Da Realitätsverlust nur ein Symptom darstellt, wird sich die Diagnosefindung darauf konzentrieren, die zugrundeliegenden Ursachen festzustellen. Erst wenn organische Ursachen ausgeschlossen werden konnten, sollten psychische Erkrankungen in Erwägung gezogen werden.

Treten zum Beispiel im Zuge einer Psychose typische Symptome wie der Realitätsverlust ein, wird der behandelnde Arzt nach der Anamneseerhebung und einer allgemeinen Prüfung des Gesundheitszustands Blut- und Urinuntersuchungen vornehmen.

Dies geschieht um Drogenmissbrauch, Entzündungen oder Stoffwechselstörungen ausschließen zu können.
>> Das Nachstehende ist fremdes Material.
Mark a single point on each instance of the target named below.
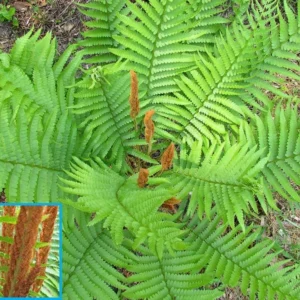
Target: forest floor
(64, 20)
(61, 17)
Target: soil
(61, 17)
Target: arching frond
(89, 264)
(104, 114)
(213, 175)
(38, 134)
(209, 96)
(122, 204)
(171, 277)
(101, 27)
(156, 46)
(278, 137)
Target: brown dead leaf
(170, 204)
(21, 6)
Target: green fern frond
(121, 203)
(156, 46)
(213, 175)
(277, 57)
(104, 114)
(101, 27)
(239, 261)
(89, 264)
(171, 277)
(278, 136)
(38, 134)
(209, 97)
(33, 153)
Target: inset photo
(30, 251)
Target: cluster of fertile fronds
(23, 263)
(163, 203)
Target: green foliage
(214, 71)
(7, 13)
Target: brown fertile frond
(45, 236)
(149, 125)
(167, 157)
(143, 177)
(170, 204)
(27, 283)
(22, 249)
(134, 96)
(7, 231)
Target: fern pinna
(166, 150)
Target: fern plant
(163, 170)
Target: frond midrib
(274, 161)
(113, 118)
(165, 279)
(210, 181)
(94, 241)
(32, 166)
(153, 50)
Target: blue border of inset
(60, 245)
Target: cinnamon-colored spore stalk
(22, 249)
(143, 177)
(167, 157)
(134, 96)
(149, 125)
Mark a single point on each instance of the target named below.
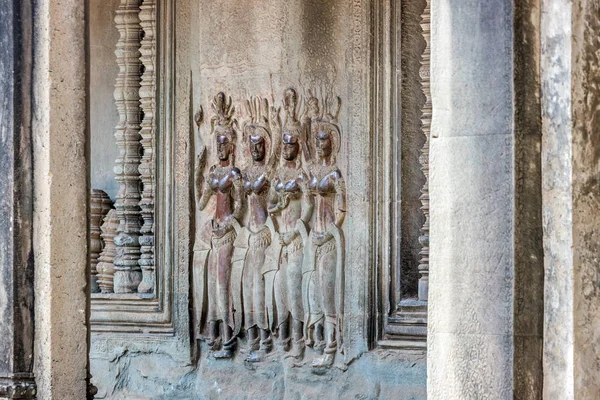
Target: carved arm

Weitere neurologische Test können Aufschluss darüber geben, ob der Betroffene an Epilepsie oder Multiple Sklerose leidet – Krankheiten, bei denen es auch zu Psychosen kommen kann.

Lässt sich auf diesem Wege keine organische Ursache für den Realitätsverlust feststellen, ist die Wahrscheinlichkeit hoch, dass dem psychotischen Vorfall eine psychische Störung zugrundeliegt. Schizophrenie stellt hierbei die häufigste Ursache für Psychosen dar.
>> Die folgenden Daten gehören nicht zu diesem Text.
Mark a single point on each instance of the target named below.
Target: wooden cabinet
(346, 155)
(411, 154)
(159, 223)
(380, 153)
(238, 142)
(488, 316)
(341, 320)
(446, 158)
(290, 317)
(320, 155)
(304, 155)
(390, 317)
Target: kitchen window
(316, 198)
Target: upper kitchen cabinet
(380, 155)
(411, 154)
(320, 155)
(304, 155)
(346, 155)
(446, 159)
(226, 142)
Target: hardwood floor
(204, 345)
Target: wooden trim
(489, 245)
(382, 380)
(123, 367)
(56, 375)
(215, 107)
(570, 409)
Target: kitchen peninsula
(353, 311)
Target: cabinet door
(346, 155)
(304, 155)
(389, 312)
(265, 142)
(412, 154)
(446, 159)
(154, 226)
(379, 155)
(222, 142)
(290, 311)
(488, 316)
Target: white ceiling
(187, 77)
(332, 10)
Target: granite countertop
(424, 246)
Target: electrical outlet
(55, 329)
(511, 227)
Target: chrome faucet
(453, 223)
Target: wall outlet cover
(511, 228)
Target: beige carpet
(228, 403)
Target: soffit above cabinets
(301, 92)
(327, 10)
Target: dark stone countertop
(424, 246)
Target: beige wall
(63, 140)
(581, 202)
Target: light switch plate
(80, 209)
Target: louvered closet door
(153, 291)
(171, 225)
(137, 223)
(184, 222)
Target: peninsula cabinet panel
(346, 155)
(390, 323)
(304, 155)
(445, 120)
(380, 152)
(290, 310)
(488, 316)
Es können aber auch andere psychische Erkrankungen oder Störungen dahinterstehen, so zum Beispiel eine schwere Depression oder eine bipolare Störung, wobei in diesen Fällen von einer affektiven Psychose gesprochen wird. Daher ist die genaue Diagnose der ursächlichen psychischen Störung unabdingbar. Diese wird mittels psychologischer Testverfahren und durch einen Psychiater gestellt.

Komplikationen

Ein Realitätsverlust tritt fast immer im Zusammenhang mit einer Psychose und hat verschiedene Komplikationen. Ein Beispiel für das Entstehen eines Realitätsverlustes ist die Schizophrenie. Betroffene neigen dazu, vermehrt Drogen zu konsumieren. Zudem sind Betroffene häufig nikotinabhängig. Außerdem wird vermehrt ein aggressives Verhalten bei Schizophrenen beobachtet, so dass nicht nur die Verletzungsgefahr des Betroffenen, sondern auch des unmittelbaren Umfelds erhöht ist.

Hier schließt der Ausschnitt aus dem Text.